According to a report from the SuperRatings group, returns for funds focused on green and ethical investments fell twice as much last year as those with a basket of investments designed purely to deliver the best financial performance.

3. Public vs Private Housing

Going into the last election, the coalition pledged to give Australians early access to mandatory super-funds to put $50,000 towards a home deposit.

Labor opposes this, but has its own plan to solve Australia’s housing crisis, which largely involves direct government spending, either to fully fund more social housing or to boost and supplement private spending.

To this end, the Treasury is establishing a ‘Housing Australia Future Fund to facilitate institutional investment in social and affordable housing’.

The coalition has decided to oppose the $10 billion plan because it needs additional borrowing to fund, which Labor intends to do by issuing bonds that increase debt. Albanese admitted on Wednesday that he is already biting the government.

4. Growing expenses

The budget deficit will reach $1 trillion by the end of this fiscal year.

On Wednesday, Mr.
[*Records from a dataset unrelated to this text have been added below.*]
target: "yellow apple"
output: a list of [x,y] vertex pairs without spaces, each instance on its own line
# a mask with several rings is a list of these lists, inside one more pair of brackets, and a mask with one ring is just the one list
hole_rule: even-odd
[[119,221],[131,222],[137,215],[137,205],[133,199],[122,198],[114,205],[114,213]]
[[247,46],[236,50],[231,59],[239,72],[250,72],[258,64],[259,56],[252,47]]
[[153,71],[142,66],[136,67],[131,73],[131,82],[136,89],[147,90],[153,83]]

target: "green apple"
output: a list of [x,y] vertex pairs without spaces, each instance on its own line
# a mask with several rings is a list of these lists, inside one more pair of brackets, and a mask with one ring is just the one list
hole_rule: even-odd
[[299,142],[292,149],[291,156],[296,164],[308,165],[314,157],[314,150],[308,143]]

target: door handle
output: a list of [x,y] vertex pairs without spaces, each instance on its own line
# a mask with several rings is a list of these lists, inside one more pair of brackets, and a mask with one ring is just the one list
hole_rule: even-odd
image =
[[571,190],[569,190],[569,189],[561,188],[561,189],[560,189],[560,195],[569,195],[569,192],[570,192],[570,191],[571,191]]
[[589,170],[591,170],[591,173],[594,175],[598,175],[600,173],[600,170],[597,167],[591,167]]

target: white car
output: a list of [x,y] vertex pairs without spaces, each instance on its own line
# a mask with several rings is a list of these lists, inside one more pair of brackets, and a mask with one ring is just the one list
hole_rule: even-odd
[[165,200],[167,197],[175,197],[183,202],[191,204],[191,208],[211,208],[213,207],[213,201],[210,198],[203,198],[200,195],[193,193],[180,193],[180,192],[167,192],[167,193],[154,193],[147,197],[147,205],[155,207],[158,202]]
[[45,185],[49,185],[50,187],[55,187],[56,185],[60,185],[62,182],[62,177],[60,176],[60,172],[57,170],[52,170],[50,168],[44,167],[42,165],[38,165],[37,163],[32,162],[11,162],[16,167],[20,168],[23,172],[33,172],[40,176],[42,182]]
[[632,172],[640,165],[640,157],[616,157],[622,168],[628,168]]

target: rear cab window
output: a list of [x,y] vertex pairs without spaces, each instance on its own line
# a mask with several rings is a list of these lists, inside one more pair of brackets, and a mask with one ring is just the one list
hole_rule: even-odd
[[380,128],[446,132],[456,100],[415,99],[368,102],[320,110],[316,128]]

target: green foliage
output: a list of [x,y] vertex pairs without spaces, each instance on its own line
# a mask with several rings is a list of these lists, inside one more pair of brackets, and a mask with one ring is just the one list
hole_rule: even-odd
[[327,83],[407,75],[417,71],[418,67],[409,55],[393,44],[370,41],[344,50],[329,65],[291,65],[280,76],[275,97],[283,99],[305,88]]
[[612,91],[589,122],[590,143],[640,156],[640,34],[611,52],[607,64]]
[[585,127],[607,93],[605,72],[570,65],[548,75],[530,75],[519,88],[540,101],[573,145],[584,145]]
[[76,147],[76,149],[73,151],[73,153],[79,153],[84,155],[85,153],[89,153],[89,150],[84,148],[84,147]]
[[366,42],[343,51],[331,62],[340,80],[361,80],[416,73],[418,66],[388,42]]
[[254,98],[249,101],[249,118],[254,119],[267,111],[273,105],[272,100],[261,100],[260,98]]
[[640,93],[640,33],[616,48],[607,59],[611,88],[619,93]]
Albanese admitted that defense, NDIS and health spending put the federal budget under “significant strain.”

Mr Albanese said Dr Chalmers’ next budget will be one of ‘restraint’, but the spending announcements keep coming.

The $15 billion National Reconstruction Fund will be proposed to parliament and aims to funnel money into green and high-tech manufacturing.

Treasurer Jim Chalmers (pictured with wife Laura) has been forced to defend himself by being inspired by a leftist economist who wants governments around the world to reshape capitalism

Treasurer Jim Chalmers (pictured with wife Laura) was forced to defend himself by being inspired by a leftist economist who wants governments around the world to reshape capitalism

Faced with the relatively paltry budget deficit of $3.5 billion in 1986, Mr Keating responded with one of the most austere budgets in Australian history, slashing spending by 1.1 per cent in real terms.

5. Government must steer markets

The National Reconstruction Fund is an example of industrial policy, something Mr Keating disdained when he removed the high tariffs, subsidies and regulations that protected and promoted politically favored sectors of the Australian economy.

According to Dr Kates, attempts by the government to ‘pick economic winners’ had always been ‘a catastrophe’.

“Government aid has failed wherever it has been tried. They’re going to support losers,” he said.

“Once you put government money on the line, there’s no more risk, or not the same kind of risk as private, so there’s very little incentive to create growth and new entrepreneurship.

“Meanwhile, they are closing the other industries that exist now.

“If you try to ‘steer’ markets, you don’t really have well-functioning markets.”

Dr. Williams thought Dr Chalmers had pursued the most left-wing policy since the Whitlam Labor government in the 1970s, but he believed it was only in shades of grey.

“They’re not anti-capitalism, they want to humanize capitalism and make it work for everyone,” he said.

Dr. Williams said another factor that could be Dr Chalmer’s apparent fondness for the public sector is that he bred in Queensland with the treasurer and lived most of his life in the Sunshine State representing Rankin’s Brisbane seat .

‘Queenslanders love the government because they provide the goodies,’ said Dr Williams.

“It’s part of Queensland’s political culture that governments can do good things for us.”